Interpreto que el estilo
del que hablaba el candidato relegado se liga ante todo a una noción: la
coherencia argumental, sostenida en el tiempo. Una cualidad clásica, desde el
teatro griego hasta las grandes ideologías. Este atributo se basa en una idea
narrativa que concibe la acción dentro de una secuencia temporal, que incluye planteo,
crescendo y desenlace. El
argumento estructura una historia en torno a personajes que se atienen a un
guión. Los actores gozan de cierta libertad dentro del límite de sus perfiles
psicológicos, sus posibilidades existenciales y sus valores. El género
interpretado dosifica los recursos narrativos. Así, el suspenso, el peso de lo
intelectual y lo emocional, el ritmo de la acción o la dosis de humor y
seriedad varían en el drama, la comedia, el vodevil o el policial.

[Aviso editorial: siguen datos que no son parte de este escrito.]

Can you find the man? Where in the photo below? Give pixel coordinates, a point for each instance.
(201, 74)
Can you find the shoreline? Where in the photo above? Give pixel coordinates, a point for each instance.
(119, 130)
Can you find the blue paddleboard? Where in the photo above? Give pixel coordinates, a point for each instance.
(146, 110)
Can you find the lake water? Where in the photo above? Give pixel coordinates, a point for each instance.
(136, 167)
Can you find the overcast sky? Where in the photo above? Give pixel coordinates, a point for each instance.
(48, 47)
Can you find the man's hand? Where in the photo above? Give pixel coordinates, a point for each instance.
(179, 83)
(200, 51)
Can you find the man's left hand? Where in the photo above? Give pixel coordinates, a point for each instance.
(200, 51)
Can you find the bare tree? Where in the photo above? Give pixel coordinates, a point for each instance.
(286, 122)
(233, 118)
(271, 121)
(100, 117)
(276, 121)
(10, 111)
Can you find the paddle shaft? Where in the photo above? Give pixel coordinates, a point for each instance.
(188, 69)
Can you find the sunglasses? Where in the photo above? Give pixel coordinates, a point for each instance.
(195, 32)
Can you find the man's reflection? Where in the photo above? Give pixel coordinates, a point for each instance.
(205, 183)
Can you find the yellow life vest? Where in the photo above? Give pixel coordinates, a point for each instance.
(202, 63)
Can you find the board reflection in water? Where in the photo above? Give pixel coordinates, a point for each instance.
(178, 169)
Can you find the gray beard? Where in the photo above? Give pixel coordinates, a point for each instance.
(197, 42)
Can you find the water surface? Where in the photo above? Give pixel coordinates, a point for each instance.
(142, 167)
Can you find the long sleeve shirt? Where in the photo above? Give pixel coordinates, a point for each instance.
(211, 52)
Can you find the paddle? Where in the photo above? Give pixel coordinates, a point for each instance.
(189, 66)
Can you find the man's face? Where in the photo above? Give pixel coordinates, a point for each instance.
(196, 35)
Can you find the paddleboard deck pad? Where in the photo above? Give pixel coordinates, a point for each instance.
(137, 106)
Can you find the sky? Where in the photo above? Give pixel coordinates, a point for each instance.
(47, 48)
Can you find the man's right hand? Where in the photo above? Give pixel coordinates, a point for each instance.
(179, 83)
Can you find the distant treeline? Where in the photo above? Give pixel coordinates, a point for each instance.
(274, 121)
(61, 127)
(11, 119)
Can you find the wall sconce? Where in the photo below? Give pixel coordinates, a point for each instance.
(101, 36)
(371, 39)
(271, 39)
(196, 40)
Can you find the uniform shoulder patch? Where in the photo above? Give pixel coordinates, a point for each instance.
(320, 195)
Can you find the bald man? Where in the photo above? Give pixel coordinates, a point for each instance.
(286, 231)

De igual
manera, la política y la ideología tienen sus modulaciones. No es lo mismo la
revolución que el reformismo.
Esta
idea clásica de narración se completa con un alter esencial: el público al que se le
cuenta la historia. Sea lector, asistente a una sala de teatro o devoto
seguidor de un líder o una idea, posee un rasgo distintivo: sigue la acción
atentamente, atrapado, entretenido, desde el principio hasta el final. No entra
y sale, permanece. Puede complacerse con el pasatiempo o poner en juego los más
profundos resortes emocionales e intelectuales. Sólo entretenerse u oscilar
entre los ideales, la catarsis y la manipulación. De este modo, se consuma uno
de los intercambios más característicos y fascinantes de la modernidad. El de
los públicos con sus líderes. Acaso sostener la escena, con un compromiso
argumental, sea uno de los rasgos distintivos de ellos. En esto no se
diferenciaron Shakespeare de Marx; Cervantes de Émile Zola, Chaplin de
Churchill o Perón.
Estamos
en otra época. Una era más pacífica y leve. La del zapping y Google, la del marketing y Facebook. La de Massa y Carrió;
la de Cristina y Estela de Carlotto. La de Groucho Marx, no la de Karl Marx.
Los
últimos días de la campaña constituyen una buena muestra de la nueva época.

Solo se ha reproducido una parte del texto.